Toys for Tots' goal is to deliver, through a new toy at Christmas, a message of hope to less fortunate youth that will assist them in becoming responsible, productive, patriotic citizens.

"To me, it's about supporting the kids," said Brent Gaffney, who volunteered for his seventh IMCOM/AEC Toys for Tots campaign alongside Gladney and Morales. "They're influenced by seeing a Marine in uniform and the services that the military provides to help the community. It's just a great feeling."

Toys for Tots' objectives are to help less fortunate children throughout the United States experience the joy of Christmas; to play an active role in the development of one of our nation's most valuable resources: our children; to unite all members of local communities in a common cause for three months each year during the annual toy collection and distribution campaign; and to contribute to better communities in the future.

"I'm fortunate that my grandson has been getting nice toys, but it's always about the community," Gladney said. "You can't forget the community you came from.
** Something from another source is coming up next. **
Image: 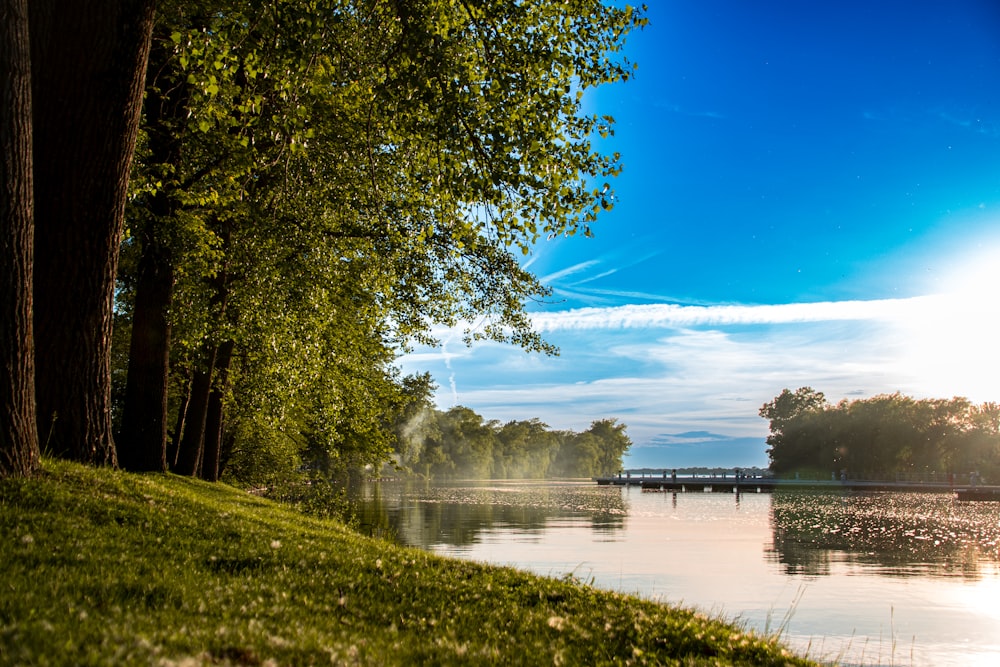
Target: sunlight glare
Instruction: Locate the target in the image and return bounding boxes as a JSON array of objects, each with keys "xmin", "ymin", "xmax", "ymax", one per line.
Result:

You see it in my hometown of Memphis, which also has low poverty areas, so giving back to the community is a great thing. You can't go wrong with that."

Founded in 1947 by Marine Corps Reservist Maj. William Hendricks as a charity event in Los Angeles, the inaugural Toys for Tots was so successful that it became a national campaign in 1948. The Toys for Tots Program and Foundation have since collected and distributed more than 500 million toys as Christmas gifts to needy children.

Local campaigns are conducted annually in more than 700 communities, including all 50 states, the District of Columbia and Puerto Rico. Over the years, Toys for Tots has established close working relationships with social welfare agencies, church groups, and other local agencies that help identify needy children in the community.

"It's a nationally recognized program," Morales said. "We know where the donations are going and we've seen firsthand, in person, where the donations are going."

Toys for Tots coordinators organize, coordinate and manage the campaign, but the ultimate success depends on local community support from groups like IMCOM and AEC, and the generosity of those rugged professionals who donate toys.

"We've probably averaged eight to 10 boxes of toys every year," said Gladney, who noted that an IMCOM/AEC-high 12 boxes were donated in 2015.

Every year, it's been an overwhelming response," Morales concluded. "IMCOM, Army Environmental Command and MWR have been very generous."